With the development of deep learning methods, some progress has been achieved in precipitation forecast field. Shi et al. [9] proposed the convolutional LSTM (ConvLSTM) to build an end-to-end trainable model for the precipitation forecast problem, which effectively captures spatiotemporal correlations and consistently outperforms the fully connected-Long Short-Term Memory (FC-LSTM) [10]. However, the convolutional recurrence structure in ConvLSTM-based models is location-invariant, while cloud natural motion and transformation (e.g., rotation) are location-variant in general. Shi et al. [1] further improved the method to construct the TrajectoryGRU (TrajGRU) model that can actively learn the location-variant structure for recurrent connections. Both the abovementioned methods have obtained better performance than the traditional optical flow method, but their proposed models are complicated requiring a large number of data for training. Yao et al. [11] proposed a novel method to solve this problem. The precipitation forecast was regarded as a spatial sequence prediction problem according to Taylor Frozen Hypothesis (If the signal pulsation caused by turbulence in the atmosphere is far less than the space variation caused by convection, the cloud cluster tends to shift in space at the local average convection speed. In a short time, there is no sharp change in the shape or reflection intensity and there is a significant spatiotemporal correlation in the flow field.) [11, 12] which is widely applied in meteorology and fluid dynamics. The future radar echo map of the target site was obtained by stitching the radar echo maps based on scale-invariant feature transform (SIFT) key point detection. Then, the radar echo map was fed into the convolutional neural network to get the forecast result. Compared with the previous researches, this method greatly simplified the complex space-time prediction problem by combining machine learning with deep learning. However, there are still many deficiencies to be solved. As well known, precipitation particles in clouds with different heights have different density distribution and scales, so clouds with different heights (1.5 km, 2.5 km, 3.5 km) will have different effects on precipitation. This is an important factor that must be considered in precipitation forecast, which has not been paid enough attention in the previous study.

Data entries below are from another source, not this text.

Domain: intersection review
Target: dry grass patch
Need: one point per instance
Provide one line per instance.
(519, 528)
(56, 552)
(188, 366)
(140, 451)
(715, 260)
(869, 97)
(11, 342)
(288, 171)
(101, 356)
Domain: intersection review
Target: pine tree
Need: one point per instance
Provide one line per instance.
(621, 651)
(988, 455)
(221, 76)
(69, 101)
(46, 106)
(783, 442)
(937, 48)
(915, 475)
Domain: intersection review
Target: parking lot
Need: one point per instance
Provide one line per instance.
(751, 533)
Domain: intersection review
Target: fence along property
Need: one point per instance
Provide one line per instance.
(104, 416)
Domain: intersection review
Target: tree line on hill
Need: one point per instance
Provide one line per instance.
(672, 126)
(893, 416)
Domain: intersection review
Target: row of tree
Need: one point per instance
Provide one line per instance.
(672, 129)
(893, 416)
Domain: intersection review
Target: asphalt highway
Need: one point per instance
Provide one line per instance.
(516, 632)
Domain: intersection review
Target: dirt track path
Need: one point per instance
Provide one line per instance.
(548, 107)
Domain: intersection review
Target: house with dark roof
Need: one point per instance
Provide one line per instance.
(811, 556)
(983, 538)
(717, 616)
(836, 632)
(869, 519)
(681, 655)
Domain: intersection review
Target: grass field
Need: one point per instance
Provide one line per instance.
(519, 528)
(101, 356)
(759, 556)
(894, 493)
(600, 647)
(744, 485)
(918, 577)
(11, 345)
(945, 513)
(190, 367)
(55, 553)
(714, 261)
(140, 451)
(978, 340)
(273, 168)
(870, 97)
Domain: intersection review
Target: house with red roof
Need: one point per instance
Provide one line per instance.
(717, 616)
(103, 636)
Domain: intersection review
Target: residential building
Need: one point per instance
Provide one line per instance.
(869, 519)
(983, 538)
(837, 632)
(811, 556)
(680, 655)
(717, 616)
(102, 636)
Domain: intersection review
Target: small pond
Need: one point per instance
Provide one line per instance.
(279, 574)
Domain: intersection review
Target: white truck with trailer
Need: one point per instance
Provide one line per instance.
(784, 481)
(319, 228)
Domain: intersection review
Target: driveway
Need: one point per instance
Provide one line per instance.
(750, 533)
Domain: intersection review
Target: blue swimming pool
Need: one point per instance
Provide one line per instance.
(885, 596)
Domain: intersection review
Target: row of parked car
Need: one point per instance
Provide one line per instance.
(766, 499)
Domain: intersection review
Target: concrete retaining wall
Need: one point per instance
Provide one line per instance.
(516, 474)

Recently, the attention mechanism in deep learning has shown promising results and is widely used in computer vision. It learns a weight matrix to emphasize major features and suppresses inessential features [13]. Vaswani et al [14] proposed a self-multi-head attention which can capture the connections between sequences and resolve long-distance dependencies. Stollenga et al. [15] proposed a deep attention selective network which uses attention to adjust the weight of each convolution filter to achieve image classification. Although attention mechanism can focus on the key areas, some global information may be lost. Addressing this issue, Chu et al. [16] created a multicontext model based on a stacked hourglass network by implementing a global representation of the feature; Wang et al. [17] proposed a nonlocal block for video classification, which considers the contribution of other regions in the image to the target by introducing a residual link. However, attention mechanism has rarely been used in the field of precipitation prediction.

In this paper, aiming to precipitation forecast, we propose a dual-channel deep learning model, called multihead attention residual convolutional neural network (MAR-CNN). MAR-CNN can distinguish the important height ranges of clouds that exert more impact on precipitation by multihead attention. Meanwhile, it integrates the idea of residual network with multhead attention to reduce the loss of global features. We conducted experiments on the meteorological dataset distributed by the Shenzhen Meteorological Administration in China. The results verified that the proposed MAR-CNN outperforms conventional deep learning methods, such as convolutional attention as well as convolutional multihead attention.

The main contributions of this paper are summarized as follows:(1)We address the challenges of discovering the key features for precipitation, such as the important areas with great precipitation intensity and the important channels with different heights, by introducing the multiattention convolutional neural network.(2)We propose to combine multihead attention with a residual connection, which can utilize global and local information synthetically to mitigate the information loss. To the best of our knowledge, this work is the first attempt for precipitation forecast by jointly using residual structure and multiattention mechanism.

2. Materials and Methods

2.1. Research Area

Shenzhen is located in the southern part of the China between 22°27′∼22°52′N and 113°46′∼114°37′E, which has an area of 2020 km2 (Figure 2) and belongs to subtropical maritime climate. The annual average temperature is 22.3°C, the highest temperature is 38.7°C, and the lowest temperature is 0.2°C. The rainy season is from April to September every year, with an annual rainfall of 1924.7 mm.

2.2. Data

The radar echo dataset used in this paper is a part of the two-year meteorological radar intensity dataset collected by the Shenzhen Meteorological Bureau. The dataset has 10,000 sets of samples, each containing 60 radar reflection images and the corresponding precipitation in one hour is collected by the ground station shown in Figure 2. Parts of radar reflection images are reported in Figure 3, which are distributed over 15 consecutive time spans, 6 minutes apart, and four different heights, 1 km apart, from 0.5 km to 3.5 km. Each radar reflectivity image is 101  101 pixels corresponding to 101  101 km land surface area. Each pixel records the radar reflectivity factor. The radar reflectivity echo intensity reflects the scale and density of the precipitation particles inside the meteorological target to a certain extent, and thus the relationship between the reflectivity and the precipitation can be established.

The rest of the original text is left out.